The more than half-century decline of Americans’ social capital is evident in atrophied connections to family, less vibrant communities, smaller faith groups, and fewer connections to work. A portion of the decline in social capital is likely driven by the growth of government during the same time. Declining social capital has negative consequences for peoples’ physical health, mental well-being, and economic security.

  • Social capital reached its zenith in the middle of the 20th century and has steadily declined since.

  • The U.S. government has grown substantially during this time. Real per-person government spending has grown 20-fold between 1929 and 2019 and federal regulatory restrictions increased 164 percent between 1970 and 2020.

  • The explosive growth of the U.S. government through the 1960s and 1970s matches the contemporaneous inflection point and decline of social capital. Governments distort the foundations for vibrant families, communities, congregations, and workplaces.

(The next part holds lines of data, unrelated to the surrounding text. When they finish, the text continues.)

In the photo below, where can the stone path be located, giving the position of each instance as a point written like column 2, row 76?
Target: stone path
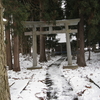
column 57, row 91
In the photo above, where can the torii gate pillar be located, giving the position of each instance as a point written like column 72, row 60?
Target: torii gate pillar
column 69, row 56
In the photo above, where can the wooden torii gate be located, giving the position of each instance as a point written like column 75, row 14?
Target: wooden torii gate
column 36, row 25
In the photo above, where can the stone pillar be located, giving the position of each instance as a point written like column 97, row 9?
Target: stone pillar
column 34, row 48
column 69, row 56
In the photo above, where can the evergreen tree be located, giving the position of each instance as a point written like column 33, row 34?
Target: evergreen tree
column 87, row 10
column 18, row 12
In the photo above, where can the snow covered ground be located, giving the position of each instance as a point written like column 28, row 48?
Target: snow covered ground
column 30, row 84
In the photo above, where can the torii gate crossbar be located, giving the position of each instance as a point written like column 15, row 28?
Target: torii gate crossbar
column 38, row 24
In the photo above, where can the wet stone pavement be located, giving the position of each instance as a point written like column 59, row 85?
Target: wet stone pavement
column 57, row 91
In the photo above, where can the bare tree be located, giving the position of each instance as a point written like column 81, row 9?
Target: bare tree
column 4, row 87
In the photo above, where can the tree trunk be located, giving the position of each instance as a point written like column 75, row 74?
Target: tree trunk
column 81, row 59
column 16, row 53
column 8, row 50
column 4, row 87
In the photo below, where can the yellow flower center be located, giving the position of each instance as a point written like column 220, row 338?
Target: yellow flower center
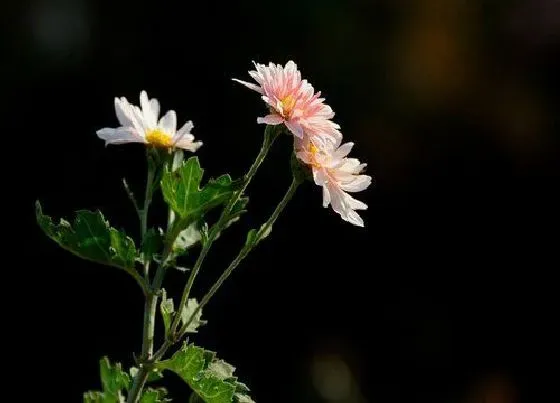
column 159, row 138
column 288, row 103
column 314, row 150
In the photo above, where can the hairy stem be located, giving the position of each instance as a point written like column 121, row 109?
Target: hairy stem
column 150, row 304
column 271, row 133
column 262, row 233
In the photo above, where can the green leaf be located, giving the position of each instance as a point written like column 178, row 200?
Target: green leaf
column 90, row 237
column 221, row 369
column 154, row 375
column 98, row 397
column 153, row 243
column 237, row 210
column 186, row 239
column 181, row 190
column 154, row 396
column 211, row 379
column 167, row 310
column 113, row 380
column 188, row 311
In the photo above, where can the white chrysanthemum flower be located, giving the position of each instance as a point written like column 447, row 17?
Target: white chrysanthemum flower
column 337, row 175
column 141, row 125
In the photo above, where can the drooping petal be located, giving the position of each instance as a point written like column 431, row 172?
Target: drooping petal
column 185, row 129
column 124, row 112
column 249, row 85
column 358, row 184
column 120, row 135
column 295, row 128
column 150, row 109
column 169, row 123
column 326, row 197
column 271, row 119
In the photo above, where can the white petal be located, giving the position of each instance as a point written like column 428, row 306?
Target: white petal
column 121, row 135
column 355, row 204
column 150, row 109
column 326, row 196
column 359, row 183
column 319, row 177
column 271, row 119
column 185, row 129
column 354, row 218
column 168, row 123
column 249, row 85
column 124, row 112
column 295, row 128
column 344, row 150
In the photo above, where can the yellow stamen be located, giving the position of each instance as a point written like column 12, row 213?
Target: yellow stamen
column 288, row 104
column 159, row 138
column 313, row 161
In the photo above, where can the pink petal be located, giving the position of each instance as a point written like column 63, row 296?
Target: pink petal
column 249, row 85
column 295, row 128
column 271, row 119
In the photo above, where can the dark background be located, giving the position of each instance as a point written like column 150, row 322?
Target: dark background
column 448, row 293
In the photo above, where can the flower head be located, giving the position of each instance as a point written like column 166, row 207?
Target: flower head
column 293, row 102
column 141, row 125
column 337, row 175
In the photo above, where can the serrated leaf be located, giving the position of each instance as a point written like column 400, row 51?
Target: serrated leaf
column 221, row 369
column 167, row 309
column 211, row 379
column 186, row 239
column 241, row 398
column 154, row 375
column 151, row 395
column 188, row 311
column 181, row 190
column 153, row 243
column 90, row 237
column 113, row 380
column 237, row 210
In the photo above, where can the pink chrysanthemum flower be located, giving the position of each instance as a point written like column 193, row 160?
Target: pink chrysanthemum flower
column 293, row 102
column 336, row 174
column 142, row 126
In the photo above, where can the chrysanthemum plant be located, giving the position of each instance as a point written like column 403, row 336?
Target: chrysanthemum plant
column 319, row 155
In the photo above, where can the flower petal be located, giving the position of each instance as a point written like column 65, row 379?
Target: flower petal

  • Most macro-level research on social capital and the size of government is inconclusive and not appropriately designed to identify the causal effects of government on social capital.

  • The micro-level research, however, clearly shows that many different types of government spending directly reduce measures of social capital.

  • New evidence shows that U.S. counties that rely more heavily on government assistance tend to also have weaker social capital. More than 70 percent of counties in the top decile of the Joint Economic Committee’s Social Capital Index are in the bottom third of counties with the lowest share of SNAP participation among households below 100 percent of the poverty line. States with a greater number of regulatory restrictions also tend to have lower levels of social capital.

  • The decline of social capital is a complex phenomenon with many contributing factors. However, the size and scope of government is the one most directly in policymakers’ control. To begin reversing the tide of receding social connection lawmakers should scale back government’s growth.